We and the dead ride quick at night. 

—Gottfried August Bürger, 1773

The only evidence, so far as I know, about another life is, first, that we have no evidence; and, secondly, that we are rather sorry that we have not, and wish we had.

—Robert G. Ingersoll, 1879

You are dust, and to dust you shall return.

—Book of Genesis, c. 800 BC

Nobody, sir, dies willingly.

—Antiphanes, c. 370 BC

Death renders all equal.

—Claudian, c. 395

Under the wide and starry sky, / Dig the grave and let me lie.

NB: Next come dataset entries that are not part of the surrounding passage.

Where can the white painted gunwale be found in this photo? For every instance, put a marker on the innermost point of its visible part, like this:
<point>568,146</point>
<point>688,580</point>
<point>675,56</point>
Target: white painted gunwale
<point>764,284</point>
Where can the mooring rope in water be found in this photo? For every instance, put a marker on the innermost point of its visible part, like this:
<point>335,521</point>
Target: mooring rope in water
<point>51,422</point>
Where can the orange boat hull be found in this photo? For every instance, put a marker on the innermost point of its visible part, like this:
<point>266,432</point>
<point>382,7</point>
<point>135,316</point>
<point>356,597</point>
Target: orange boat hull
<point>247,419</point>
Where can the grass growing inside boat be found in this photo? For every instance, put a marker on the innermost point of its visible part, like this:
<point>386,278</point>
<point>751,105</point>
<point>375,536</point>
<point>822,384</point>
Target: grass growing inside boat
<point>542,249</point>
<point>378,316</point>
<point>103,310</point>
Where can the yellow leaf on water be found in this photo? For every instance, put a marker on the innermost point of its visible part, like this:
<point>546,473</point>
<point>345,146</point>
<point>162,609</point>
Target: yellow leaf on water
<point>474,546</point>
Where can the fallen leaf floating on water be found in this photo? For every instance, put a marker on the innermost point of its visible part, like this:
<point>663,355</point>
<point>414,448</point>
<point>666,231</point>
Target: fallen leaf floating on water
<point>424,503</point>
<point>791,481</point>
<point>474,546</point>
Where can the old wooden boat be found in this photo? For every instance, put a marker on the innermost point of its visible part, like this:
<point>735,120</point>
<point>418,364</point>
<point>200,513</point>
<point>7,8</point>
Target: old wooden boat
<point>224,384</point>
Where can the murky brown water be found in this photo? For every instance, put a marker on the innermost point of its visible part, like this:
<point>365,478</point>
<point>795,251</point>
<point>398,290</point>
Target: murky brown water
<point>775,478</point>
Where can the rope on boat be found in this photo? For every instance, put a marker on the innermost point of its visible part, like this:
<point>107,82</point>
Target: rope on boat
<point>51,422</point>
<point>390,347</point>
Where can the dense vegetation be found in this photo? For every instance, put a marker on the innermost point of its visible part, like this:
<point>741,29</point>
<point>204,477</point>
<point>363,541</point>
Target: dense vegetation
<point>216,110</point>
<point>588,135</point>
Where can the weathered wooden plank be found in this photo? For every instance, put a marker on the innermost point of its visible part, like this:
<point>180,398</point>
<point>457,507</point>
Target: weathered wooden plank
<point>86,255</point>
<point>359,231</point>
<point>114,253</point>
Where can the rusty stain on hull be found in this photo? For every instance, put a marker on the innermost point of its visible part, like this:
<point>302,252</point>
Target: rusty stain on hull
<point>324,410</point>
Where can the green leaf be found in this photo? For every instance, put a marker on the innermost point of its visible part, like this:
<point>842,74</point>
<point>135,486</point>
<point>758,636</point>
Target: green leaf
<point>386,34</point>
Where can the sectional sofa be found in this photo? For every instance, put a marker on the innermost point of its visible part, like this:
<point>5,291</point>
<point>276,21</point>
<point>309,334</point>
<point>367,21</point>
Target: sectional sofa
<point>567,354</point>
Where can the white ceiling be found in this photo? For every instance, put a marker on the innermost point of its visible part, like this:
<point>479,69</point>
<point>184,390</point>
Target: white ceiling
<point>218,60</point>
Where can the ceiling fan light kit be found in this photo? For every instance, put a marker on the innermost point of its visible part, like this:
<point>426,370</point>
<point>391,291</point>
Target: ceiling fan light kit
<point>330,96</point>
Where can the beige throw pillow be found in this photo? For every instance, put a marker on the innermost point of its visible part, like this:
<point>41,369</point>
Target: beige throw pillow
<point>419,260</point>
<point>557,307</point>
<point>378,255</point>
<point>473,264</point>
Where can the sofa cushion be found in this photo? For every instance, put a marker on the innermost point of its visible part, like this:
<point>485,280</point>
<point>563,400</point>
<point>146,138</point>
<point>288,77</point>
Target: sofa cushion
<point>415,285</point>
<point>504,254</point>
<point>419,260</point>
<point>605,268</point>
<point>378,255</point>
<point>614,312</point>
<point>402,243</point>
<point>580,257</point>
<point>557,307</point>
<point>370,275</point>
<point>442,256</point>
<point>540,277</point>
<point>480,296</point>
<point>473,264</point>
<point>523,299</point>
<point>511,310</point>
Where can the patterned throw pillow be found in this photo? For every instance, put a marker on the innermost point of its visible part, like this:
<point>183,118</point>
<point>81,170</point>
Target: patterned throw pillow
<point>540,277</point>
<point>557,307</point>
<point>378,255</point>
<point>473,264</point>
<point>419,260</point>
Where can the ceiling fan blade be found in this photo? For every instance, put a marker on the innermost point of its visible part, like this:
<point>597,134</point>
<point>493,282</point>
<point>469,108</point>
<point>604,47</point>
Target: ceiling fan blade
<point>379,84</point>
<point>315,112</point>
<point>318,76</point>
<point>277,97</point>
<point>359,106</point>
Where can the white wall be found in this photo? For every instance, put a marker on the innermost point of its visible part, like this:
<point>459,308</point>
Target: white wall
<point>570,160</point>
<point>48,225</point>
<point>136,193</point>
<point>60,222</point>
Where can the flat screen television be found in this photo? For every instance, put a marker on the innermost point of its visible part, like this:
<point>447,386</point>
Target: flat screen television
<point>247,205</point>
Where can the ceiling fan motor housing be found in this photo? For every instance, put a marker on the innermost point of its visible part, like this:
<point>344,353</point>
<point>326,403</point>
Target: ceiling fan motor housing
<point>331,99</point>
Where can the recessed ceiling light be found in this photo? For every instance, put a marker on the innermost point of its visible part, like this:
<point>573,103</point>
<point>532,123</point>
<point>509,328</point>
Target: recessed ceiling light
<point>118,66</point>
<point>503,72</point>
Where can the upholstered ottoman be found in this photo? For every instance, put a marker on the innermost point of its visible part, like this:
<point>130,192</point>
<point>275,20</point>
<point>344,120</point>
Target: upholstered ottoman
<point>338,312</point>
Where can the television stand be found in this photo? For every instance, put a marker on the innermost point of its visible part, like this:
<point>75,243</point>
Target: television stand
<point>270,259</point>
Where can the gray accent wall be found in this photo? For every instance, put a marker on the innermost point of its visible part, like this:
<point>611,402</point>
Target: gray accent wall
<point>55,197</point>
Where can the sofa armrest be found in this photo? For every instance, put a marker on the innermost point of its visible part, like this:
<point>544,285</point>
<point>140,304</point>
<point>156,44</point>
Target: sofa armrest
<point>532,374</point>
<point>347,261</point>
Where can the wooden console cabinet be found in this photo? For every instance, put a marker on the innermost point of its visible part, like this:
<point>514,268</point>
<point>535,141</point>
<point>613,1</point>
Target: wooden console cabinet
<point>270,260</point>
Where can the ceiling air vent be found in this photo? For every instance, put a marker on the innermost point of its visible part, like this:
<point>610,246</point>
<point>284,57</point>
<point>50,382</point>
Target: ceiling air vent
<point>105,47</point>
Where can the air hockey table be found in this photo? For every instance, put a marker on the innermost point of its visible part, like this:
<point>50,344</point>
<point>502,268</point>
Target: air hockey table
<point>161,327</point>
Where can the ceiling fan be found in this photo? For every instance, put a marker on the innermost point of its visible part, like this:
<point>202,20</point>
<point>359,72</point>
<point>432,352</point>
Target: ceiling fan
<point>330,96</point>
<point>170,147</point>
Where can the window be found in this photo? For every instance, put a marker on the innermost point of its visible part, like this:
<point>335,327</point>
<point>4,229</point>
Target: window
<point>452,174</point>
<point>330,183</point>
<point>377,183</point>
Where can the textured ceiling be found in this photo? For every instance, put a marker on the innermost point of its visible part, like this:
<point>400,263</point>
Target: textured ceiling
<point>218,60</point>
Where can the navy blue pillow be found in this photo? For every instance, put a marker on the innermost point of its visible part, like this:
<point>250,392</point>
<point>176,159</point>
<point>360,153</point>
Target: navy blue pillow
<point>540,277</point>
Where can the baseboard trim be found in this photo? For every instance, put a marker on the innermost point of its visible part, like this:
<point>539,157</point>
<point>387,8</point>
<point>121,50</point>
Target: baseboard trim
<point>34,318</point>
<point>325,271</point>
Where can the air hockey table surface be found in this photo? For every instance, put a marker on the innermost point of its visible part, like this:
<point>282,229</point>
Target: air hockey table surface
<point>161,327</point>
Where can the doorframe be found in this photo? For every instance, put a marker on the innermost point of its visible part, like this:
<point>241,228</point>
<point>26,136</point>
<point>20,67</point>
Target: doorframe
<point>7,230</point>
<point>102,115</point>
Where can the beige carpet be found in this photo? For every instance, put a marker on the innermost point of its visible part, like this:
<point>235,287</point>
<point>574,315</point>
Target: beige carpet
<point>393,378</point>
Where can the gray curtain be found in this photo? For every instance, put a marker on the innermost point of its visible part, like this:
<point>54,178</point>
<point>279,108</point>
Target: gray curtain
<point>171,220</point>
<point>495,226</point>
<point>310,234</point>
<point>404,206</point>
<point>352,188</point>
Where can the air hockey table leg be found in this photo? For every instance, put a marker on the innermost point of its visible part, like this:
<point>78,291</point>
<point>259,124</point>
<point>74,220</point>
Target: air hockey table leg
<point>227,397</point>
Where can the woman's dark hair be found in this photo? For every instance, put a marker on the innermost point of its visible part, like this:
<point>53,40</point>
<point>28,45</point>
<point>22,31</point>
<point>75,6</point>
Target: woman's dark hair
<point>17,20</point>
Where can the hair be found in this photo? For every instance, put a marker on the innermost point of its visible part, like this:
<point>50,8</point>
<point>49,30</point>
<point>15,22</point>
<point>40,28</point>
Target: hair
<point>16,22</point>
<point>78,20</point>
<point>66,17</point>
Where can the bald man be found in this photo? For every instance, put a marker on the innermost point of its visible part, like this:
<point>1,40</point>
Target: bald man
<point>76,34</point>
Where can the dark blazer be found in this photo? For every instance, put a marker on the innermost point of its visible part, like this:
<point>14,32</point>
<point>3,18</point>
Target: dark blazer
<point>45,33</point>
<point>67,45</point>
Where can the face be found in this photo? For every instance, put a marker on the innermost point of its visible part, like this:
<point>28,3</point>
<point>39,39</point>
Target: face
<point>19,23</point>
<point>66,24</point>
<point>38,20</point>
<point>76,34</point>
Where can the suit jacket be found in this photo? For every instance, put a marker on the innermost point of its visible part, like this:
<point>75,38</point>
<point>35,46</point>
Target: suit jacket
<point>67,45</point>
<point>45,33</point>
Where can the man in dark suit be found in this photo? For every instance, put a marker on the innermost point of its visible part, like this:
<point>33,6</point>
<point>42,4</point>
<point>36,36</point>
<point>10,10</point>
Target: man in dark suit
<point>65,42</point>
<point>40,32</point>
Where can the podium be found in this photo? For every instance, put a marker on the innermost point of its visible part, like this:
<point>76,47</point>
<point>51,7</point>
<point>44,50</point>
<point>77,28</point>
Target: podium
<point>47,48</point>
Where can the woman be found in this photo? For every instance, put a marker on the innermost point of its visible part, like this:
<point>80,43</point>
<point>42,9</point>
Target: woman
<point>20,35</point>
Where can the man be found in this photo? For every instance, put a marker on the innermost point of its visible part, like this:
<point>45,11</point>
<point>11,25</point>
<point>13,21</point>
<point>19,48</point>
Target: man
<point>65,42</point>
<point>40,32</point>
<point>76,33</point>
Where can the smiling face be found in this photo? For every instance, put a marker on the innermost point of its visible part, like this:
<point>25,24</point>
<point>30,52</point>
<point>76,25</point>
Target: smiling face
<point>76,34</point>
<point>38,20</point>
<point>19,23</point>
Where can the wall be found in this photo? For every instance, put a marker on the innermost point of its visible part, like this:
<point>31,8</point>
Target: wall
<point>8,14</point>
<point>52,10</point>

—Robert Louis Stevenson, 1887

I’m doomed to die, right? Why should I care if I go to Hades either with gout in my leg or a runner’s grace? Plenty of people will carry me there.

—Nicharchus, c. 90

Drive your cart and your plow over the bones of the dead.

—William Blake, c. 1790

Man has here two and a half minutes—one to smile, one to sigh, and half a one to love; for in the midst of this minute he dies.

—Jean Paul, 1795

I am not resigned to the shutting away of loving hearts in the hard ground.

—Edna St. Vincent Millay, 1928

Is this dying? Is this all? Is this all that I feared when I prayed against a hard death? Oh, I can bear this! I can bear it!

—Cotton Mather, 1728

A little sleep, a little slumber, a little folding of the hands to rest.